Roan’s Story and Fragile X Syndrome

For 2019's Rare Disease Day, DNA Science honors those who have fragile X syndrome (FXS). It isn't among the rarest of the rare, yet when health care providers can't assemble the diagnostic puzzle pieces that parents are practically yelling at them, the statistics don't matter and the diagnostic odyssey lengthens. Because fragile X is an "expanding repeat" disorder, it lies beneath the radar of standard chromosome and single-gene tests.

 

The Orphan Drug Act of 1983 in the US defined a rare disease as affecting fewer than 200,000 people. "Orphan" initially referred to pharma's disinterest in developing drugs with minuscule markets, but was deemed non-PC and became "rare" somewhere along the way.
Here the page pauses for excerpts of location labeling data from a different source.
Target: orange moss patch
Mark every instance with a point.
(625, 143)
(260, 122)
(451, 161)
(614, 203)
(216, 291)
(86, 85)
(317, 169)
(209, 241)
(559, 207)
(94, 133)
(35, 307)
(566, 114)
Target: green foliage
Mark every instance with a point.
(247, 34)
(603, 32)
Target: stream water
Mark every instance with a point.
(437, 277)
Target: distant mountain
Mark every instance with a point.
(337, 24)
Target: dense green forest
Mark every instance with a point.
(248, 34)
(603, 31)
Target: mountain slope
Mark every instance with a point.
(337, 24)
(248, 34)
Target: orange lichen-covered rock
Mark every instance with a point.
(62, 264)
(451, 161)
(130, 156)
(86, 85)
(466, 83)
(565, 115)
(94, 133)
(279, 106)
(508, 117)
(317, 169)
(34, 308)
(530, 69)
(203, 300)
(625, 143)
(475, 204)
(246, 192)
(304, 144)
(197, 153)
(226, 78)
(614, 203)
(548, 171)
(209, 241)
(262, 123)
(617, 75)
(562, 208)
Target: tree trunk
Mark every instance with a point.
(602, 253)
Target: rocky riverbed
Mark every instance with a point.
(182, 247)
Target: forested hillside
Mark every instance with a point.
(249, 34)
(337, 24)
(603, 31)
In the European Union, the definition is fewer than 1 in 2,000 people, which is pretty close to the US number. The disinterest in seeking treatments for ultrarare conditions has evolved into doing so, but with sky-high price tags.

 

A few weeks ago I heard from Desiree Moffitt, who uses my human genetics textbook to teach an online course. She kindly offered to share her family's story about life with a child who has fragile X syndrome. "Usually the face of disability is a very happy, quirky family. While we are happy and also quirky, our story isn't as fun," she emailed me. First, some background on fragile X.

 

To continue reading go to my DNA Science blog at PLOS, where this post first appeared.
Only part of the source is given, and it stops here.